Binary classification converts probabilities into labels using a threshold. Raising the threshold typically increases specificity but reduces recall; lowering it does the opposite. F1 balances precision and recall, balanced accuracy averages sensitivity and specificity, and MCC remains informative when classes are imbalanced. Evaluate the confusion matrix with business costs, not accuracy alone.

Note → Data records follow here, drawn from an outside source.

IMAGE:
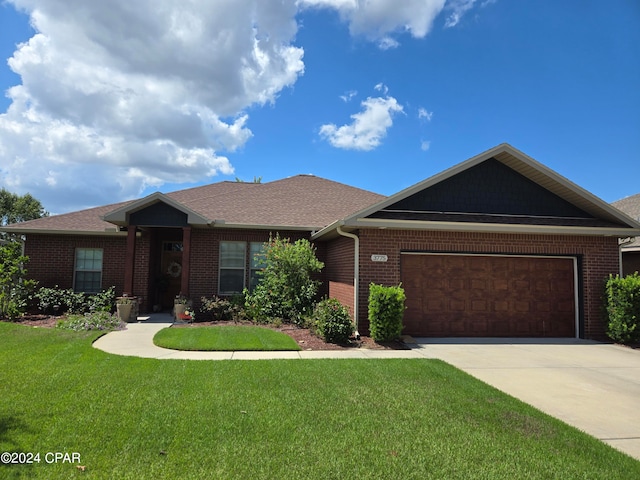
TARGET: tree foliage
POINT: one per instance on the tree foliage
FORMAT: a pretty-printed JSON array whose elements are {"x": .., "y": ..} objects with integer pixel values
[
  {"x": 19, "y": 208},
  {"x": 15, "y": 290},
  {"x": 286, "y": 290}
]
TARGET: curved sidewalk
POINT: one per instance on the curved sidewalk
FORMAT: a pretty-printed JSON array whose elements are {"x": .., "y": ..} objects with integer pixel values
[{"x": 137, "y": 341}]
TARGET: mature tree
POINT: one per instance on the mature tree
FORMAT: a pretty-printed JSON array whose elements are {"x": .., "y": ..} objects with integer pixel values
[{"x": 16, "y": 208}]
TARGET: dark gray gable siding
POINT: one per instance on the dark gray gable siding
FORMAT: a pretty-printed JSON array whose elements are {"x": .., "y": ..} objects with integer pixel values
[
  {"x": 158, "y": 215},
  {"x": 489, "y": 192}
]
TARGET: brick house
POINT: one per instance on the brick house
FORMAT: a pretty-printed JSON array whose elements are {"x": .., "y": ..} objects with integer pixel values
[
  {"x": 498, "y": 245},
  {"x": 630, "y": 249}
]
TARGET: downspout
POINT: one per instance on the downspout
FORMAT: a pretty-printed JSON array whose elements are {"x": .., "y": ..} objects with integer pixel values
[
  {"x": 621, "y": 243},
  {"x": 356, "y": 275}
]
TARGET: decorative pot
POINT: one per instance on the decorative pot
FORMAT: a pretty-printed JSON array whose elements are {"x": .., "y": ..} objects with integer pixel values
[
  {"x": 124, "y": 311},
  {"x": 179, "y": 309}
]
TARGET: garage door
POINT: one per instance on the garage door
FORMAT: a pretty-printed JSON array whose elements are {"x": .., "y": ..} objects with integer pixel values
[{"x": 488, "y": 296}]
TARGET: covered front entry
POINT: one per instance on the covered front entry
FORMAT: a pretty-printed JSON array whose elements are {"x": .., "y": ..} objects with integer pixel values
[{"x": 454, "y": 295}]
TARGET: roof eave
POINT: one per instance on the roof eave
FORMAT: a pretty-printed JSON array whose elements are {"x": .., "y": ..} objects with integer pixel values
[
  {"x": 120, "y": 216},
  {"x": 492, "y": 227},
  {"x": 44, "y": 231},
  {"x": 513, "y": 158},
  {"x": 252, "y": 226}
]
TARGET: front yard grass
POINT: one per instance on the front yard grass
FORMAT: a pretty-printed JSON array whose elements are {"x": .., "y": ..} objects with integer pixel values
[
  {"x": 135, "y": 418},
  {"x": 224, "y": 338}
]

ROC AUC measures ranking quality: higher values mean positives receive larger scores than negatives. It does not guarantee well-calibrated probabilities. Log loss rewards confident, correct probabilities and heavily penalizes confident mistakes, while the Brier score tracks mean squared probability error. Calibration plots help you spot overconfidence, underconfidence, and segments that need recalibration. When classes are rare, inspect precision and recall across thresholds too.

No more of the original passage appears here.